For the next three years I thought about little else. And I knew how I wanted to do it. I didn’t plan on using a gun or a knife. Those are too quick and easy. No, I planned on beating Collins to death, punching him over and over and over again until I couldn’t lift my arms. I am not nor have I ever really been a violent man. I had never wanted to hurt or kill anyone until this point. The longer I was in prison, though, the more I wanted to exact my revenge one punch at a time on the man who put me there.
To my great surprise, I did not get into trouble over the fight. I expected to face some kind of disciplinary action, but none came. The day after the fight, I went and found the guy I’d beaten up so I could apologize to him. I walked into his cell and said, “Hey, what’s up, man?”
“Yeah man, what’s up?” he replied. Then before I could say a word, he said, “I want to say I’m sorry.”
“Nah man, that’s why I came down here to find ya,” I said. “I shouldn’t have taken it as far as I did. I had a lot of stuff done to me, which is why I ended up in here. I took all my frustration out on you. I’m sorry. I ain’t that type of guy. Man, if you’d just left me alone, we’d been cool, but when you didn’t, I took everything I was feeling inside out on you.”
“I’m sorry, man,” he said, “and I want you to know I don’t have no beef with you. I’m not gonna be trying to come back and sneak up on you, none of that. I’m gonna be straight up front with you from now on.”
“All right. I ain’t worried about it. You just be you around me and we’ll be fine. Hopefully we can get past this,” I said.
A couple of days later the guards came and told me to gather my things because I was
being transferred.

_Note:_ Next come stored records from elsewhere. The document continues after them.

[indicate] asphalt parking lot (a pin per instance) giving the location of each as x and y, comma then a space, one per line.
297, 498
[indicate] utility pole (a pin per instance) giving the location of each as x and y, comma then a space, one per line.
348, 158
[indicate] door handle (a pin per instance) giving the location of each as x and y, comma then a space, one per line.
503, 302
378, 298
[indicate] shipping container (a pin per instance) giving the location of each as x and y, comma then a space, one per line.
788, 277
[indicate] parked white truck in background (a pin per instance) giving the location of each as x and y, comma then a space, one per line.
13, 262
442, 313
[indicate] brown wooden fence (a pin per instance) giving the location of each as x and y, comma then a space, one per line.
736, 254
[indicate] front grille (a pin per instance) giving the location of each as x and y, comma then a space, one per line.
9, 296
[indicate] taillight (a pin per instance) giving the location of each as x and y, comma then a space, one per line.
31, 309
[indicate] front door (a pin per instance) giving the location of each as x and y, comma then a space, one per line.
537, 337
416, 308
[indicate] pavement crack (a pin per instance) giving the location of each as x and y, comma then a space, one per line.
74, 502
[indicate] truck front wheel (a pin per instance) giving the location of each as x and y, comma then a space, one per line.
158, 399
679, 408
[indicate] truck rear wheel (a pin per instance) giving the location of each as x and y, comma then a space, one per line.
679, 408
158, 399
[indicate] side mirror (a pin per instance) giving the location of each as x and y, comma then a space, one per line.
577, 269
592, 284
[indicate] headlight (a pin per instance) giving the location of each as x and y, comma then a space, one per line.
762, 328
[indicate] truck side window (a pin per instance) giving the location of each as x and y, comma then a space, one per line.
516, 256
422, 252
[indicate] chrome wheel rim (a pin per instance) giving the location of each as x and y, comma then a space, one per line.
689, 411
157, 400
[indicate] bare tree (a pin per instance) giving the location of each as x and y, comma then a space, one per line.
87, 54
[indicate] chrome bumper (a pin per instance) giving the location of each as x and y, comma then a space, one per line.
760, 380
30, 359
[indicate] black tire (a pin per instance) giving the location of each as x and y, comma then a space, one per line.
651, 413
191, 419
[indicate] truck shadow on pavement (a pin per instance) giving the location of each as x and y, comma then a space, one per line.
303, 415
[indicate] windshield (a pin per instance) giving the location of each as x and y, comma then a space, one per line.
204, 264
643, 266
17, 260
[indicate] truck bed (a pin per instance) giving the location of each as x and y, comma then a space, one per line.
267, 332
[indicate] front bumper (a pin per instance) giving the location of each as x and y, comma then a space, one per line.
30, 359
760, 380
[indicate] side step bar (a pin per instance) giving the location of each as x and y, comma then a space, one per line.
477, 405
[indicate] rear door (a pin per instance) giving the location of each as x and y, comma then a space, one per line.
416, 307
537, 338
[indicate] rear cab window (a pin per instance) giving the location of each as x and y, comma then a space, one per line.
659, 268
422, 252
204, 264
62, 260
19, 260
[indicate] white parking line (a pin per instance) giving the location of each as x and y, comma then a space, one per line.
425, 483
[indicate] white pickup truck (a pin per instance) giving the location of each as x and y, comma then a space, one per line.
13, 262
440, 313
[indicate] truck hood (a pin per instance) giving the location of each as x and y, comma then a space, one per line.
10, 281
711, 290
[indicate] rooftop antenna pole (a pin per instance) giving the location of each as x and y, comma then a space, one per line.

The Milan processing center is directly across from a federal prison. Not everyone who goes through the processing center ends up at the Milan prison—a lot of them are sent to other places around the country. Me, I just had to pick up my stuff and walk through some gates to the prison next door. Of course they strip-searched me when I arrived, even though I was coming from a federal holding center.
The guy with whom I’d gotten into the fight was transferred at the same time. He ended up in a cell a couple of doors down from me. I learned his last name was Hernandez. I never knew his first name. We never got into another fight. The two of us started talking and became pretty good friends. He was one of the few guys I talked to in prison. Hernandez was a good artist, so a few months later I went to him with a request. Since I’d boxed growing up, I decided I’d like boxing gloves tattooed on my arm. He did it for me. Over the next few years the two of us got tight.
While I was in Milan, I also met a cousin I didn’t know I had. I’d seen this guy around the prison and he seemed okay. One day I heard him mention one of my cousins as his cousin. When I heard that I was like, “Whoa, what are you talking about? That’s my cousin.” The two of us started talking and found out we were related. (I have a really big family.) After that we looked out for each other.
My only other real friend in Milan was a guy named James, but everyone called him Jimmy. It turned out his case was exactly like mine, except he admitted to me he was guilty. He was mad, but mad that he’d been caught. Not only was he arrested with the exact same amount of crack I’d been charged with, but by coincidence he had the same name as the confidential informer Collins had used against me. The only difference between him and the informant was one had dark skin and one had light. When I heard his name, I was like, Oh my gosh, that can’t be true. But it was.